Sa., 03.03.2018

Standort soll bis 30. Juni aufgegeben werden – Sonderposten-Börse könnte einziehen Aldi schließt Filiale in Willebadessen

Lange stand der Aldi-Markt in Willebadessen unter Beobachtung, nun möchte die Supermarktkette die Filiale schließen. Wie es vor Ort weitergeht, wird noch geklärt. Als möglicher Nachnutzer ist die Firma Expo-Börse im Gespräch.

Lange stand der Aldi-Markt in Willebadessen unter Beobachtung, nun möchte die Supermarktkette die Filiale schließen. Wie es vor Ort weitergeht, wird noch geklärt. Als möglicher Nachnutzer ist die Firma Expo-Börse im Gespräch. Foto: Daniel Lüns

Von Daniel Lüns

Willebadessen (WB). Aldi Nord schließt seine Filiale in Willebadessen. Der Standort soll bis zum 30. Juni aufgegeben werden. Das hat die Immobilienverwaltung der Supermarktkette der Stadtverwaltung Willebadessen mitgeteilt. Als Nachnutzer ist eine Sonderposten-Börse im Gespräch.
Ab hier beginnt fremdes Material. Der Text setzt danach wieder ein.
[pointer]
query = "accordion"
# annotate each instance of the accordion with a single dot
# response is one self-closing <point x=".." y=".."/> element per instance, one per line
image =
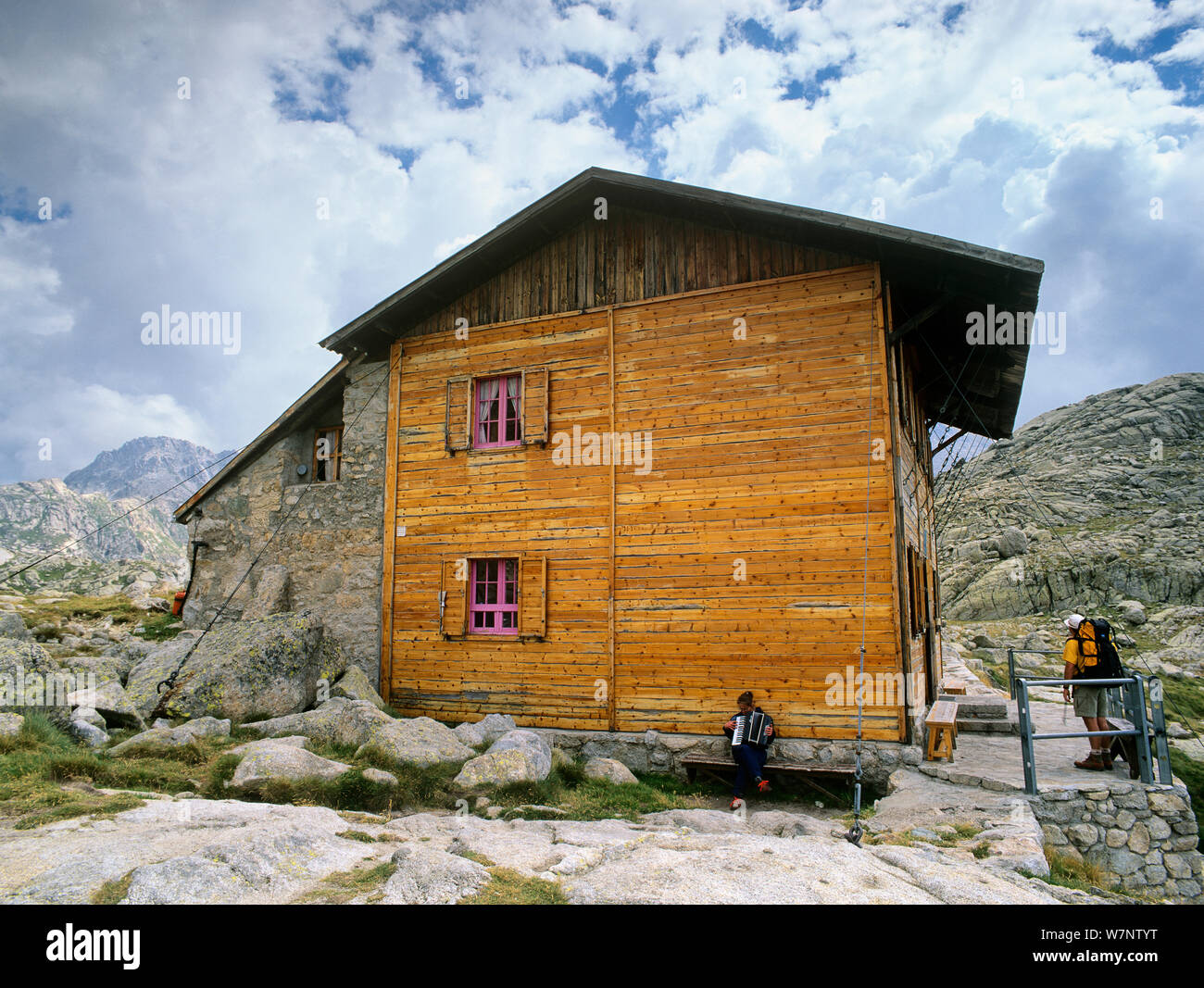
<point x="750" y="728"/>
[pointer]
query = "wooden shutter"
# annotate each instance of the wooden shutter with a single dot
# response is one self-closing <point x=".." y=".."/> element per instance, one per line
<point x="534" y="406"/>
<point x="458" y="418"/>
<point x="454" y="598"/>
<point x="533" y="595"/>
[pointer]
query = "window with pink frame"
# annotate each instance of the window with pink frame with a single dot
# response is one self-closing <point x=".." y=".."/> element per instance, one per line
<point x="497" y="412"/>
<point x="494" y="597"/>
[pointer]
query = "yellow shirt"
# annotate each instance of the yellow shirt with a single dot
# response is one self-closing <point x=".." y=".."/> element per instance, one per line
<point x="1078" y="649"/>
<point x="1072" y="654"/>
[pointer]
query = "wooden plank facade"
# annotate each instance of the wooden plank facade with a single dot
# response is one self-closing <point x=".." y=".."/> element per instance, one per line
<point x="751" y="549"/>
<point x="765" y="377"/>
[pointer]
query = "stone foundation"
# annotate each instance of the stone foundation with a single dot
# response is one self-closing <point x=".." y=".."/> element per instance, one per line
<point x="332" y="543"/>
<point x="657" y="752"/>
<point x="1144" y="836"/>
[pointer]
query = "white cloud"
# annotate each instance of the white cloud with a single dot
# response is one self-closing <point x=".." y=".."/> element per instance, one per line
<point x="211" y="204"/>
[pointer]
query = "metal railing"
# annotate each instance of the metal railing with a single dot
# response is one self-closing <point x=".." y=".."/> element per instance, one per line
<point x="1133" y="692"/>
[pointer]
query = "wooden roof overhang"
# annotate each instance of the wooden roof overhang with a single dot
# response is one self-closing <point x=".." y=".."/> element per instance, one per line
<point x="968" y="386"/>
<point x="323" y="390"/>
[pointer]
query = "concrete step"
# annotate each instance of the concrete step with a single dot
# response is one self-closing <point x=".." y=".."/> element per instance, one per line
<point x="987" y="707"/>
<point x="987" y="726"/>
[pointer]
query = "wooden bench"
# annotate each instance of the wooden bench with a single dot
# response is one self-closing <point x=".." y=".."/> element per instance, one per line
<point x="711" y="767"/>
<point x="942" y="723"/>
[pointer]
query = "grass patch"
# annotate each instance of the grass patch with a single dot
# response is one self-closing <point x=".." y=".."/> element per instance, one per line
<point x="1181" y="698"/>
<point x="39" y="764"/>
<point x="1068" y="872"/>
<point x="1192" y="775"/>
<point x="341" y="887"/>
<point x="582" y="798"/>
<point x="362" y="838"/>
<point x="113" y="891"/>
<point x="512" y="888"/>
<point x="159" y="626"/>
<point x="117" y="607"/>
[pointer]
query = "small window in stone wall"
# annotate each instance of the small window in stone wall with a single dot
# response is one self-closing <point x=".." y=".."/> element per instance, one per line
<point x="328" y="453"/>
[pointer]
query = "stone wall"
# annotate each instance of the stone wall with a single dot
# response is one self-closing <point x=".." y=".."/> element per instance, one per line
<point x="654" y="751"/>
<point x="330" y="544"/>
<point x="1145" y="836"/>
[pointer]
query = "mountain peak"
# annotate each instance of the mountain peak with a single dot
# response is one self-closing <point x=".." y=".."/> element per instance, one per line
<point x="145" y="466"/>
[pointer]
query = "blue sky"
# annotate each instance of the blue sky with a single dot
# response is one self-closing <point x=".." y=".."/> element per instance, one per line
<point x="1067" y="131"/>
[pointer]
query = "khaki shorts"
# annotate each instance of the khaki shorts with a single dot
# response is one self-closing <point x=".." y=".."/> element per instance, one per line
<point x="1091" y="701"/>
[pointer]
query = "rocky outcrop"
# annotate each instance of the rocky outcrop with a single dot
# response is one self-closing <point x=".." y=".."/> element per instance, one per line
<point x="432" y="878"/>
<point x="132" y="555"/>
<point x="354" y="685"/>
<point x="485" y="731"/>
<point x="13" y="626"/>
<point x="265" y="666"/>
<point x="609" y="770"/>
<point x="31" y="682"/>
<point x="1087" y="506"/>
<point x="224" y="851"/>
<point x="271" y="759"/>
<point x="175" y="737"/>
<point x="418" y="742"/>
<point x="109" y="702"/>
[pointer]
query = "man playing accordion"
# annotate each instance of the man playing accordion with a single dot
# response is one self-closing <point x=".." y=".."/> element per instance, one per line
<point x="751" y="733"/>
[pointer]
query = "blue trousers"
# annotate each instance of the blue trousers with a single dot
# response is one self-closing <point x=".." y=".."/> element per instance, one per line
<point x="749" y="766"/>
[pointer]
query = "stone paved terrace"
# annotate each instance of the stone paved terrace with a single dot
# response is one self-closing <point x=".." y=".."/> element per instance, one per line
<point x="1143" y="836"/>
<point x="994" y="761"/>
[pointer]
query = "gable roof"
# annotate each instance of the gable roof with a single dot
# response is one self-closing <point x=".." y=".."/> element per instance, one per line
<point x="920" y="268"/>
<point x="326" y="386"/>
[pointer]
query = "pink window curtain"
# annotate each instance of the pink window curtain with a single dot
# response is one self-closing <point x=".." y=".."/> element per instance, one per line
<point x="513" y="404"/>
<point x="486" y="408"/>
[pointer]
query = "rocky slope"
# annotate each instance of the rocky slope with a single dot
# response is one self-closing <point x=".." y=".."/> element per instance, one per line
<point x="143" y="550"/>
<point x="1087" y="506"/>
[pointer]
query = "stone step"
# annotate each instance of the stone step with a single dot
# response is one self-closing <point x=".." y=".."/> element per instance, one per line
<point x="988" y="707"/>
<point x="987" y="726"/>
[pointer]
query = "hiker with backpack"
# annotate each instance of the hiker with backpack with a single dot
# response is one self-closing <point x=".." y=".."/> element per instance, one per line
<point x="1090" y="654"/>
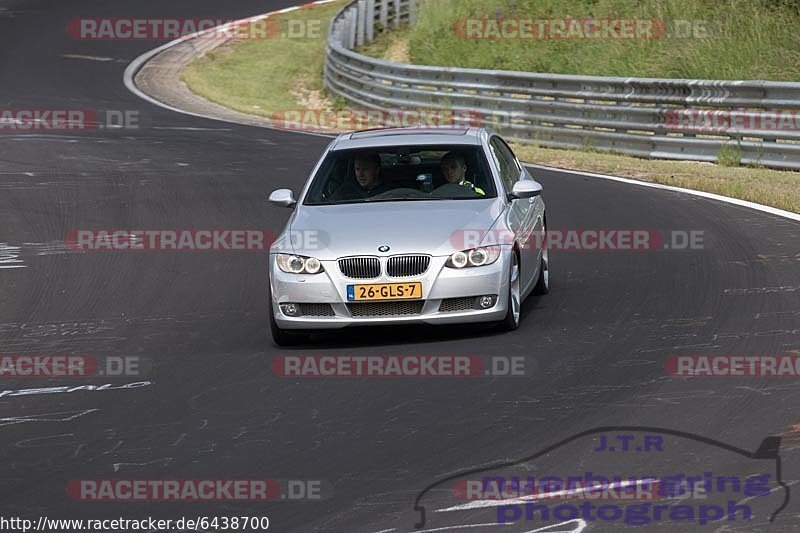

Das teilt Bürgermeister Hans Hermann Bluhm auf Nachfrage des WESTFALEN-BLATTES mit. Die Schließung ist offenbar wirtschaftlichen Gründen geschuldet. Als wenig umsatzstarker Standort stand der Markt bereits vor einem Jahr im Fokus. Im Mai hatte der Leiter der Abteilung Immobilien und Expansion bei Aldi-Nord, Kimon Mantzouridis, dem Bürgermeister erklärt, dass im Bereich Aldi Nord insgesamt 500 Märkte zur Disposition stünden. 270 waren bereits geschlossen worden.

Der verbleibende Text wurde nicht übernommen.